William Cunningham Smith (July 12, 1875 – May 24, 1968) was a politician from Alberta, Canada. He served in the Legislative Assembly of Alberta from 1921 to 1935 as a member of the United Farmers caucus in government.

==Early life==
William Cunningham Smith was born July 12, 1875, at Glenallen, Ontario to Abram Smith a public school teacher and his wife Eliza Cunningham, both of Irish descent. He attended Stratford Collegiate Institute and practiced dentistry. He was married January 30, 1907 to Evelyn Rutherford and had two children. Smith served in the 1st Battalion, Canadian Mounted Rifles of the Canadian Expeditionary Force during the Second Boer War.

==Political career==
Smith first ran for a seat to the Alberta Legislature in the 1921 Alberta general election, as a United Farmers candidate in the electoral district of Redcliff. He defeated Charles Pingle, the Speaker of the Assembly, to pick up the seat for his party.

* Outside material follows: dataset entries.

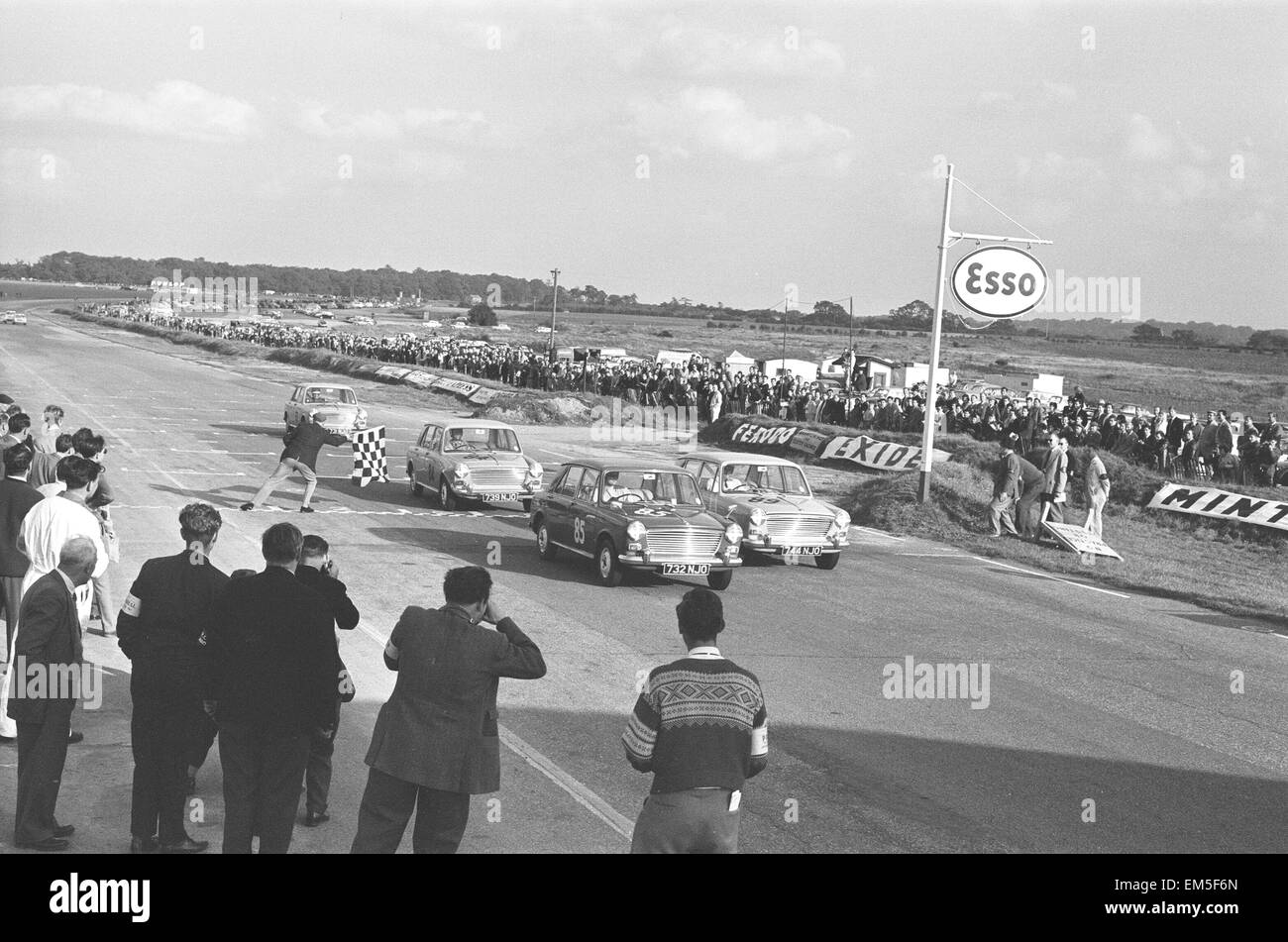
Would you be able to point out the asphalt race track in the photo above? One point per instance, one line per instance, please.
(1094, 693)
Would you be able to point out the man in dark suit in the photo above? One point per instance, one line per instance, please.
(300, 455)
(161, 631)
(273, 682)
(320, 573)
(1006, 489)
(437, 740)
(17, 497)
(50, 640)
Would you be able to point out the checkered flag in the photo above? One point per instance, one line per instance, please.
(369, 457)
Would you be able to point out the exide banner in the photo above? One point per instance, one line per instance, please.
(1223, 504)
(879, 456)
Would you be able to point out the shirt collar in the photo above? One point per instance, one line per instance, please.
(706, 653)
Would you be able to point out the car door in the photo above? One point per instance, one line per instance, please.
(559, 504)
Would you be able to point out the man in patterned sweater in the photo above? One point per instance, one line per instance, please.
(699, 727)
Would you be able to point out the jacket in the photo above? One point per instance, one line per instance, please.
(48, 635)
(305, 440)
(271, 653)
(17, 497)
(439, 728)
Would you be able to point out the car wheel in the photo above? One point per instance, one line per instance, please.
(606, 565)
(446, 495)
(544, 546)
(720, 579)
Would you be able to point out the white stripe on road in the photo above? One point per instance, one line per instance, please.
(1054, 577)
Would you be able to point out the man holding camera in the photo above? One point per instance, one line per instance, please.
(320, 573)
(437, 740)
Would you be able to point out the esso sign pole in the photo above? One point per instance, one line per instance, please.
(995, 282)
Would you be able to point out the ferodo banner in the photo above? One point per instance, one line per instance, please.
(879, 456)
(1223, 504)
(748, 434)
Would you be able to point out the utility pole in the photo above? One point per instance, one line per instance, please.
(947, 240)
(554, 306)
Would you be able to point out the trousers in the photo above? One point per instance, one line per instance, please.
(386, 805)
(694, 821)
(284, 469)
(42, 756)
(263, 773)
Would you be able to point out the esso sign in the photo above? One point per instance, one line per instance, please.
(1000, 282)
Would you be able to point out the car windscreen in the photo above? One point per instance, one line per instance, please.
(651, 486)
(781, 478)
(477, 439)
(330, 394)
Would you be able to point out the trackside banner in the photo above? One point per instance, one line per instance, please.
(879, 456)
(1223, 504)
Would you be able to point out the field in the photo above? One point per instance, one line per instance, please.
(1122, 373)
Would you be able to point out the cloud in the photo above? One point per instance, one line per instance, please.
(436, 124)
(707, 120)
(170, 110)
(1145, 142)
(699, 52)
(1059, 91)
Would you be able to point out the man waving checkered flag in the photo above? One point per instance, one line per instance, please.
(369, 457)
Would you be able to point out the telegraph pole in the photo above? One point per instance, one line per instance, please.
(554, 306)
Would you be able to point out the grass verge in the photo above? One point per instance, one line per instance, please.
(1222, 565)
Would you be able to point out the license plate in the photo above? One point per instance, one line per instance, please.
(686, 568)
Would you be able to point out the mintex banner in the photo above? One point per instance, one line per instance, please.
(748, 434)
(879, 456)
(1210, 502)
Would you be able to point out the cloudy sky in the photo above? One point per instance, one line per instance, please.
(717, 151)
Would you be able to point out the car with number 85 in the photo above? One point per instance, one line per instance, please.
(631, 515)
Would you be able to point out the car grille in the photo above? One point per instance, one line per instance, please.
(496, 477)
(683, 545)
(789, 529)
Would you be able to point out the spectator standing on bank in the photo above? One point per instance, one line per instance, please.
(271, 683)
(700, 727)
(17, 497)
(300, 456)
(162, 628)
(437, 740)
(322, 575)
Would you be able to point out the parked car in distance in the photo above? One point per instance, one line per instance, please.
(631, 515)
(472, 459)
(772, 501)
(338, 407)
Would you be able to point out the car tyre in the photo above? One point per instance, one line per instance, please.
(608, 568)
(720, 579)
(544, 546)
(446, 495)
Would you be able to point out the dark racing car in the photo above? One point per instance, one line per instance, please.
(635, 515)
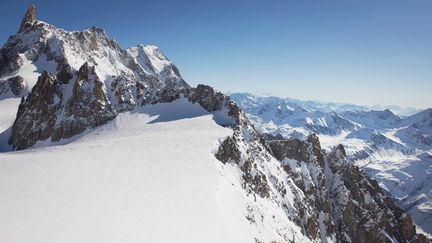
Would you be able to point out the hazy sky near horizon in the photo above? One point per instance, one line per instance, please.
(364, 52)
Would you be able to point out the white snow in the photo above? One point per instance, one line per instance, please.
(8, 110)
(144, 177)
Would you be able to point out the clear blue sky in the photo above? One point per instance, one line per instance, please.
(358, 51)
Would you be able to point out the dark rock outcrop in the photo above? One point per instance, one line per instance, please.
(29, 18)
(13, 86)
(48, 113)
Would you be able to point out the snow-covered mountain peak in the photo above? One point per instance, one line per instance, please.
(130, 128)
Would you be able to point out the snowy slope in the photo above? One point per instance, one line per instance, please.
(393, 150)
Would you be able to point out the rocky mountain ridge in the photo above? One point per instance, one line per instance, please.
(395, 150)
(300, 191)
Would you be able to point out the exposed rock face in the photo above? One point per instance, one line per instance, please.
(313, 194)
(12, 87)
(333, 199)
(29, 18)
(50, 112)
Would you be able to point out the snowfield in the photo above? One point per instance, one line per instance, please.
(148, 176)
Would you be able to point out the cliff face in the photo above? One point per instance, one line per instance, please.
(301, 192)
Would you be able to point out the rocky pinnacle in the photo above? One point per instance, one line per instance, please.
(29, 18)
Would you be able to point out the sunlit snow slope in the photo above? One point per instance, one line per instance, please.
(144, 177)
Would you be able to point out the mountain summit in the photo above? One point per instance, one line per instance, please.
(143, 157)
(29, 18)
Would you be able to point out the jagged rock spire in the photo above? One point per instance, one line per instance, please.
(29, 18)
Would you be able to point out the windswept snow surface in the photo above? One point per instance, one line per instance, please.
(144, 177)
(396, 151)
(8, 109)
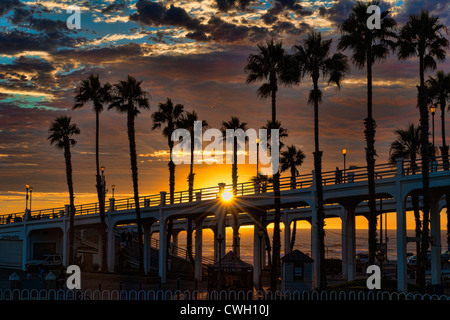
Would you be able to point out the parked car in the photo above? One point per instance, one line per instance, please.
(50, 262)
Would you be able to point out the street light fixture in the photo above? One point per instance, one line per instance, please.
(103, 183)
(433, 111)
(344, 153)
(26, 198)
(257, 157)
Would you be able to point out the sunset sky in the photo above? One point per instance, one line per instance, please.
(193, 52)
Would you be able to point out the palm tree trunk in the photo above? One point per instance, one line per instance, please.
(418, 229)
(276, 229)
(293, 179)
(68, 158)
(424, 118)
(294, 234)
(444, 152)
(369, 133)
(191, 191)
(416, 208)
(101, 197)
(234, 212)
(171, 173)
(319, 190)
(134, 175)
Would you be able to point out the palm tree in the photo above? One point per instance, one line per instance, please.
(272, 64)
(422, 36)
(313, 59)
(168, 114)
(187, 122)
(263, 182)
(290, 160)
(91, 90)
(61, 134)
(282, 133)
(234, 124)
(407, 146)
(128, 97)
(439, 94)
(368, 46)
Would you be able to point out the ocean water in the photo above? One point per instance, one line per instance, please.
(333, 242)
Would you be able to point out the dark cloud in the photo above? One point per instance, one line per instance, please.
(26, 17)
(283, 7)
(102, 54)
(439, 8)
(7, 5)
(156, 14)
(216, 29)
(341, 10)
(16, 41)
(226, 5)
(115, 7)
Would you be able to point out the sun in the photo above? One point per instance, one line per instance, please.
(227, 196)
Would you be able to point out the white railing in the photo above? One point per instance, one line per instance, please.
(150, 295)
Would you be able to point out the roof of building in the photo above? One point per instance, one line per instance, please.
(231, 261)
(297, 256)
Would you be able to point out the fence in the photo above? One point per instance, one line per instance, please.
(149, 295)
(350, 175)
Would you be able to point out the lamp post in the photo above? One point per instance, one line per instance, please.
(257, 157)
(261, 262)
(344, 153)
(219, 241)
(103, 183)
(26, 198)
(31, 193)
(433, 111)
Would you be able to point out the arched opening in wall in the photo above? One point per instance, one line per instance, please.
(333, 238)
(302, 236)
(208, 243)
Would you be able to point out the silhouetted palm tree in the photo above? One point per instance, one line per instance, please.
(290, 160)
(313, 58)
(272, 64)
(282, 133)
(128, 97)
(407, 146)
(368, 46)
(234, 124)
(439, 94)
(422, 37)
(61, 134)
(168, 114)
(263, 181)
(187, 122)
(91, 90)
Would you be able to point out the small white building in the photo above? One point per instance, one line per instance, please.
(298, 271)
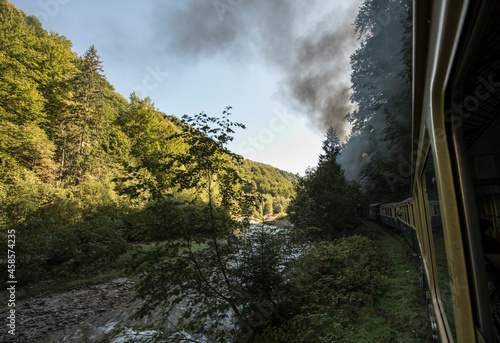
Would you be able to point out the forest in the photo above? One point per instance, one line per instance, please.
(82, 169)
(91, 181)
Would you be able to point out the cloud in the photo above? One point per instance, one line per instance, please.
(309, 44)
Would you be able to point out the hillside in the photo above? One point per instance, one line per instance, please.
(83, 170)
(267, 179)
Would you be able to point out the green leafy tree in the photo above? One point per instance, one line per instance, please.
(378, 151)
(325, 200)
(205, 273)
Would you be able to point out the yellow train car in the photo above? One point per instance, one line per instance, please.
(456, 163)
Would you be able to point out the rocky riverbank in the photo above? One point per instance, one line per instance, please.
(39, 318)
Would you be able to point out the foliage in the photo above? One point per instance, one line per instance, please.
(355, 289)
(266, 179)
(216, 275)
(326, 203)
(378, 152)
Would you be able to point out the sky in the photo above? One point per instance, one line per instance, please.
(282, 65)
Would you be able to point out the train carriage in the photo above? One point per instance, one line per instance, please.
(456, 152)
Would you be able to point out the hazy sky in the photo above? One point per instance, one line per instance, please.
(282, 65)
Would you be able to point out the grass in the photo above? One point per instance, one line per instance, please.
(395, 312)
(400, 313)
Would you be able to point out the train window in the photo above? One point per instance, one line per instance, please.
(435, 229)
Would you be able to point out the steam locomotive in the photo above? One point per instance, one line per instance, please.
(456, 167)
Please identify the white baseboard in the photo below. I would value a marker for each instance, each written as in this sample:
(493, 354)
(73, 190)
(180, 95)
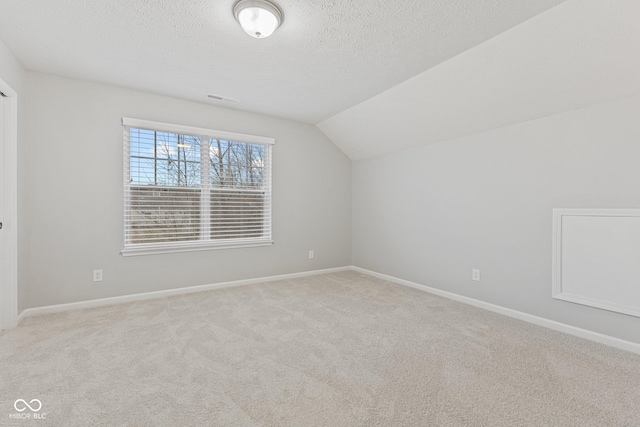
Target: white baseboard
(29, 312)
(540, 321)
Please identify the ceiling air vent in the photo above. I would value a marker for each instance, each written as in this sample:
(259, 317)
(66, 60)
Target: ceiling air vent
(221, 98)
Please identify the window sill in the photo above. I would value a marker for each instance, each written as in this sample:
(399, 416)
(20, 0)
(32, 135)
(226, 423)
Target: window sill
(152, 249)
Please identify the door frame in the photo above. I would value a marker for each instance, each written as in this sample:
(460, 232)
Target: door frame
(9, 282)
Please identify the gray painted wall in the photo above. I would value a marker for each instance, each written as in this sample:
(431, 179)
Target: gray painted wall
(431, 214)
(74, 195)
(12, 72)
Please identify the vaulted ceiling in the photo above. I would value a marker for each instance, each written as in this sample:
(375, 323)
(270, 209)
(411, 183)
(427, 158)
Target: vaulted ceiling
(376, 76)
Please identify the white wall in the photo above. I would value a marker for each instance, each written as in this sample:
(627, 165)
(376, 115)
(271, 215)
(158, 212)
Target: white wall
(432, 213)
(12, 72)
(75, 195)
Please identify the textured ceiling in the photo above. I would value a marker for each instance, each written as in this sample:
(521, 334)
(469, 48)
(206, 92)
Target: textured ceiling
(579, 53)
(327, 56)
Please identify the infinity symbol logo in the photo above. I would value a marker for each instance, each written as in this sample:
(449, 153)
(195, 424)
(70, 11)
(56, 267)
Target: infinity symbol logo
(26, 405)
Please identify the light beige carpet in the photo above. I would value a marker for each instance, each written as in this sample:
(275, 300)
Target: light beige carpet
(340, 349)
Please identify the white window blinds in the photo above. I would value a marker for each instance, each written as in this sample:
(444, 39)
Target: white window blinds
(190, 188)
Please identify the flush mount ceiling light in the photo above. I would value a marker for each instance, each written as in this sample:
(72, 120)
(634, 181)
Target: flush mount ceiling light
(258, 18)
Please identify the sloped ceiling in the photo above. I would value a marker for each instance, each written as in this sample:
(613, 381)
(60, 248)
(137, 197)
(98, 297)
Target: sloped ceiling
(579, 53)
(326, 57)
(376, 76)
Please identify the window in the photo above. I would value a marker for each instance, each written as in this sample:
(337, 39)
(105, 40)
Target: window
(189, 188)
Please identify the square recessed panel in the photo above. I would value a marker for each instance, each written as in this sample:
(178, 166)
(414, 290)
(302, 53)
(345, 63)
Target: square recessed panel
(596, 259)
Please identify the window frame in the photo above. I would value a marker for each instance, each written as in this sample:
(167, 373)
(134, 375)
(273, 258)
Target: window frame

The electoral district of Redcliff was abolished in redistribution by 1926. Smith ran for re-election in the new seat of Empress in the election held that year and defeated two other candidates.

In the 1930 Alberta general election Smith won a tight two-way race over independent candidate E. A. Mantz.

In the 1935 Alberta general election he was defeated by Social Credit candidate David Lush. He finished a distant second in the three-way race.

Smith died in 1968 at the age of 92.